A couple in Uttar Pradesh, India, have been released after being arrested for ‘allurement to convert’ by distributing Bibles.
Pastor Jose Papachen and his wife Sheeja were arrested in January 2023 in Uttar Pradesh, India. Their supposed crime? Giving Bibles to people. A complaint was filed with the police, accusing them of alluring people belonging to the Scheduled Caste and tribal communities into converting to Christianity. (‘Scheduled Caste’, sometimes known as Dalit, refers to a groups of people among the most disadvantaged socio-economic in India.)
Uttar Pradesh is one of twelve Indian states that have passed anti-conversion laws, and there have been calls for a nationwide anti-conversion law. In theory, these laws stop Hindus being forced or bribed to convert to other faiths. In practice, these laws are often abused to target and harass Christians and other religious minorities, or even to settle personal scores. There has been a steady rise in false accusations that Christians are trying to forcibly convert people from other faith backgrounds. There is no equivalent law about people being converted to Hinduism.
Pastor Jose and Sheeja were initially denied bail in March this year. On appeal, however, the Allahabad court in the southern city of Prayagraj said the couple could be instantly released and were not guilty of any crime.
"Providing good teachings, distributing Holy Bible books [...] do not amount to allurment." Appeal judge
“Providing good teachings, distributing Holy Bible books, encouraging children to get education […] and instructing the villagers not to enter into altercation and also not to take liquor do not amount to allurement,” stated the court in its ruling last month. It added, “Rather, it would be a failure on the part of the State to provide basic facilities to individuals in need of the same.”

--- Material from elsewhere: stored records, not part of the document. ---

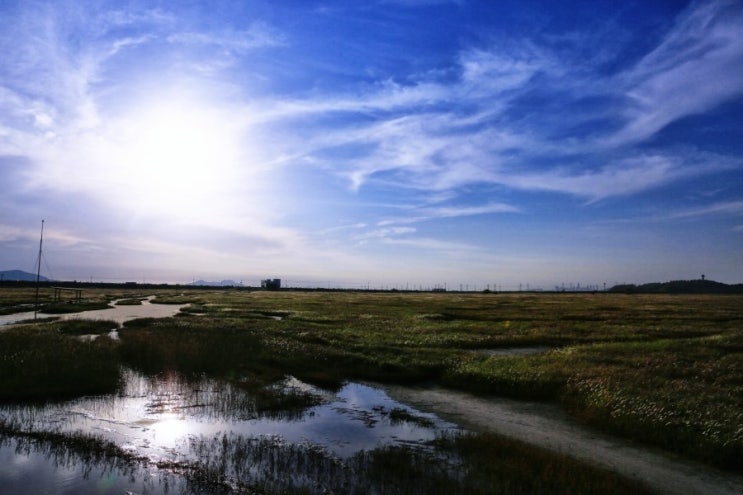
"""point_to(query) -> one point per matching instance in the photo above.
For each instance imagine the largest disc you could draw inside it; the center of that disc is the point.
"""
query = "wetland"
(233, 391)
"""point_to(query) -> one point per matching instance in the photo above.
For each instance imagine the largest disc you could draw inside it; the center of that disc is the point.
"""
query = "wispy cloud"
(698, 66)
(719, 208)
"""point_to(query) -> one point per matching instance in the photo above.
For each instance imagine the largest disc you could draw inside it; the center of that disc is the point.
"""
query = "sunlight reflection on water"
(168, 419)
(119, 314)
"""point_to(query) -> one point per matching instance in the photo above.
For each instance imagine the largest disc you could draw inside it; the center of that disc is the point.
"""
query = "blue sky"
(389, 143)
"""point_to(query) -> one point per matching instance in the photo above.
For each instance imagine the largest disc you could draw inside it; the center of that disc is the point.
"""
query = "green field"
(665, 370)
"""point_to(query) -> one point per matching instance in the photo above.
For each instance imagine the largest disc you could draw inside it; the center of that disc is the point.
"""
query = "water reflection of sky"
(157, 417)
(119, 314)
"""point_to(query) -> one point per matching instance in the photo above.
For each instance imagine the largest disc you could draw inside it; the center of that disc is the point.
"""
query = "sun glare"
(178, 158)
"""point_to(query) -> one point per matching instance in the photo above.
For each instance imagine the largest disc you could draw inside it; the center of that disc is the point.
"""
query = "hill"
(699, 286)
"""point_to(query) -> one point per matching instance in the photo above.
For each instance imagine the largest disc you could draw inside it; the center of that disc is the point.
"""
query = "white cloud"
(698, 66)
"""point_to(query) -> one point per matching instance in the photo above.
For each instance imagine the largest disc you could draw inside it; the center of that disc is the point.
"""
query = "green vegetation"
(38, 362)
(664, 369)
(473, 464)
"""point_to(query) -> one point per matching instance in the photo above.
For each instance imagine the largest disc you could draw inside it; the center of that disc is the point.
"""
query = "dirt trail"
(547, 426)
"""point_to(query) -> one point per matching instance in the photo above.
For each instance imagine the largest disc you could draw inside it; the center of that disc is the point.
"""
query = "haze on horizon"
(390, 142)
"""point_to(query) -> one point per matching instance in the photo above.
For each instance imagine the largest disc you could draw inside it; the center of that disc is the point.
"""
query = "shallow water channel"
(172, 424)
(201, 435)
(119, 314)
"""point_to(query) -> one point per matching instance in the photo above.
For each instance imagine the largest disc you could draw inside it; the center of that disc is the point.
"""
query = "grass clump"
(38, 362)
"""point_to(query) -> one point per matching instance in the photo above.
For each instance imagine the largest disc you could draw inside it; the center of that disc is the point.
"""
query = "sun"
(177, 156)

Uttar Pradesh’s anti-conversion law prohibits any attempt to force someone to convert to another religion (than Hinduism) through misrepresentation, force, undue influence, coercion, allurement or by fraudulent means. The appeal court affirmed that Pastor Jose and Sheeja were not going any of these things.

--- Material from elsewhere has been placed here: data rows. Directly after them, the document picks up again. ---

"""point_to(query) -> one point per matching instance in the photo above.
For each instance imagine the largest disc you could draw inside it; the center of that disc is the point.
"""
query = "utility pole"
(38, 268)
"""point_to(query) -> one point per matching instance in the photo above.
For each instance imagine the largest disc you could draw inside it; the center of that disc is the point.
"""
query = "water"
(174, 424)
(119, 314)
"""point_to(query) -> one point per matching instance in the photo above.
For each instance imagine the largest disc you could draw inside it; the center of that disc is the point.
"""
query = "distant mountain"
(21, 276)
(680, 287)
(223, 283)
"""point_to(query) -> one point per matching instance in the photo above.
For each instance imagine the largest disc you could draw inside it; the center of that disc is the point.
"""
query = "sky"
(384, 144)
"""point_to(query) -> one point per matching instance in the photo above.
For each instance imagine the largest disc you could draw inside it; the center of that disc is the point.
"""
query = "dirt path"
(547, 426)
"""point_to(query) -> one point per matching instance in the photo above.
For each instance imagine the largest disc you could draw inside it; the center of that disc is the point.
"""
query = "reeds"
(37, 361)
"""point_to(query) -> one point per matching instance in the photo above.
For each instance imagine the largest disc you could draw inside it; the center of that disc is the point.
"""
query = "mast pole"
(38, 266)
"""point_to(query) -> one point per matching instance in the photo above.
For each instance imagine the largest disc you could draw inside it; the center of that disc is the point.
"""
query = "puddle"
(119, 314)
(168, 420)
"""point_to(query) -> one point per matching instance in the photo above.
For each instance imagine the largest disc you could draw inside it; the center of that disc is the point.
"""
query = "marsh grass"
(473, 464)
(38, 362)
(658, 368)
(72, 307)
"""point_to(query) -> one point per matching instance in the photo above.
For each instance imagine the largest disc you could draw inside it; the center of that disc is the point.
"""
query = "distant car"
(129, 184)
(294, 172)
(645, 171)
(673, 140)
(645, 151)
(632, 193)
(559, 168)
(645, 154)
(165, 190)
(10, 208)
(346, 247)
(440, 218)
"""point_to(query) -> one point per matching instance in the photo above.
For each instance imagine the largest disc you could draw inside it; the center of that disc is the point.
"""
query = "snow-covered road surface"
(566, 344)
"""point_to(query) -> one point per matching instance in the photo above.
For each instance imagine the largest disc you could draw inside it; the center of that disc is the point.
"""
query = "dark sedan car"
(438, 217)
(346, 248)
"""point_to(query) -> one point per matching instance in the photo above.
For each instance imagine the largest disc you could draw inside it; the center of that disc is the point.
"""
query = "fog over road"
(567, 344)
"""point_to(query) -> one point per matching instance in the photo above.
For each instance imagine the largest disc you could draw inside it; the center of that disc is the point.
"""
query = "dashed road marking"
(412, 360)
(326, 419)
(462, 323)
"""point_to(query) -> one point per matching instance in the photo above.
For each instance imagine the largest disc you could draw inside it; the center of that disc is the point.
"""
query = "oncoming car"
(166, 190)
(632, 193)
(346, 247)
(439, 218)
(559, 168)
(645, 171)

Justice Shamim Ahmad also pointed out that the complainant was not one of the people who had received a Bible, nor did he have any connection to them or to the arrested couple. He was thus ‘not competent’ to lodge the complaint. Provisions in Uttar Pradesh’s anti-conversion law stipulate that only a person who has been forced to convert or a blood relative of theirs can register a FIR [first information report] with the police.
However, recent research into more than a hundred FIRs filed in Uttar Pradesh reveals that the majority are not based on complaints by people who are directly involved – rather, Hindu nationalists ‘using the law to harass Christians’ and other third parties are filing the complaints, according to a report by Article 14. These have ‘no legal standing and should not have been registered by the police,’ the researchers add.
Conviction rates are generally low, said Rinzen Baleng, Advocacy Officer with Open Doors. “This is because there is a lack of clarity around the definition of what constitutes ‘misrepresentation’, ‘force’, ‘undue influence’, ‘coercion’, ‘allurement’ and ‘fraudulent means’. This then causes the case to fall flat when it goes to trial and the prosecutor is unable to substantiate the charges with evidence.”
The release of Pastor Jose and Sheeja is an encouraging answer to prayer – but they should not have been arrested in the first place. Please pray that this court case would set a precedent for other believers being allowed to share the good news of Christ in peace.